Thermal instability of thin accretion disks in the presence of wind and toroidal magnetic field

TL;DR

This paper analyzes how magnetic fields and winds influence the thermal stability of thin accretion disks, revealing that magnetic fields generally stabilize disks, while winds can either stabilize or destabilize depending on their nature.

Contribution

It provides a comprehensive stability analysis considering both magnetic fields and winds, highlighting the wind's dual role in disk stability, which was not fully explored before.

Findings

Magnetic fields have a stabilizing effect on accretion disks.

Winds can either stabilize or destabilize disks depending on their type.

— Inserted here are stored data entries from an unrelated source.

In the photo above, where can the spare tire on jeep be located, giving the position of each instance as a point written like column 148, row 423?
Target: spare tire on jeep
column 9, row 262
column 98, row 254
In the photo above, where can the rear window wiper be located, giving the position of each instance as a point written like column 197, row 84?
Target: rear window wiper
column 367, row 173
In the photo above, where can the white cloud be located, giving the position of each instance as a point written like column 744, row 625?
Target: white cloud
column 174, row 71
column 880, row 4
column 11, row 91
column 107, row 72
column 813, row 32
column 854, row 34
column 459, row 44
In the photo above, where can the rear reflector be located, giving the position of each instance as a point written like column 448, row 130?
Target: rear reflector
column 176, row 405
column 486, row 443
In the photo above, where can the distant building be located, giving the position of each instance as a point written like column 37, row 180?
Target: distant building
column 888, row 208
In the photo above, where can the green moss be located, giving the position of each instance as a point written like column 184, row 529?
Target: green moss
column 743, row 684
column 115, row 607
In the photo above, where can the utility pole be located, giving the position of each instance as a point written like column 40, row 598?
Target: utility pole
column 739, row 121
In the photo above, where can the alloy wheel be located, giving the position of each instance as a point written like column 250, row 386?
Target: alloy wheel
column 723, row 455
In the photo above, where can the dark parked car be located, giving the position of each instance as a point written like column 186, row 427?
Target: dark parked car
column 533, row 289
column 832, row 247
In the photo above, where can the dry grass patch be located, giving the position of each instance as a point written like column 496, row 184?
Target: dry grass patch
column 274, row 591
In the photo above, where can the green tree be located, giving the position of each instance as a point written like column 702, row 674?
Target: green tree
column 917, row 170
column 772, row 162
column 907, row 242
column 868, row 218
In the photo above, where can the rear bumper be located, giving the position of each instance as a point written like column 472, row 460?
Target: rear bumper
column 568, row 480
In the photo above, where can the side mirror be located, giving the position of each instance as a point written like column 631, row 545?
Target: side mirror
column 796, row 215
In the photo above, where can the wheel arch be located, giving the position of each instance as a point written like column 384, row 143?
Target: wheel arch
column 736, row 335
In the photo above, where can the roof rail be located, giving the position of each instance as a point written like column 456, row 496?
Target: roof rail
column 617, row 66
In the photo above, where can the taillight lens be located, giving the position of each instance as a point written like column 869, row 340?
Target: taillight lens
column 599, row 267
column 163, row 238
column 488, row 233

Winds can explain thermal stability in models where magnetic pressure alone is insufficient.

Abstract

We study the local thermal stability of thin accretion disks. We present a full stability analysis in the presence of a magnetic field and more importantly wind. For wind, we use a general model suitable for adequately describing several kinds of winds. First, we explicitly show that the magnetic field, irrespective of the type of wind, has a stabilizing effect. This is also true when there is no wind. In this case, we confirm the other works already presented in the literature. However, our main objective is to investigate the local thermal stability of the disk in the presence of the wind. In this case, interestingly, the response of disk is directly related to the type of wind. In other words, in some cases, the wind can stabilize the disk. On the other hand, in some cases, it can destabilize the disk. We found that in some thin disk models where the magnetic pressure cannot explain the stability of the disk by including a typical contribution for magnetic pressure, the wind can provide a viable explanation for the thermal stability.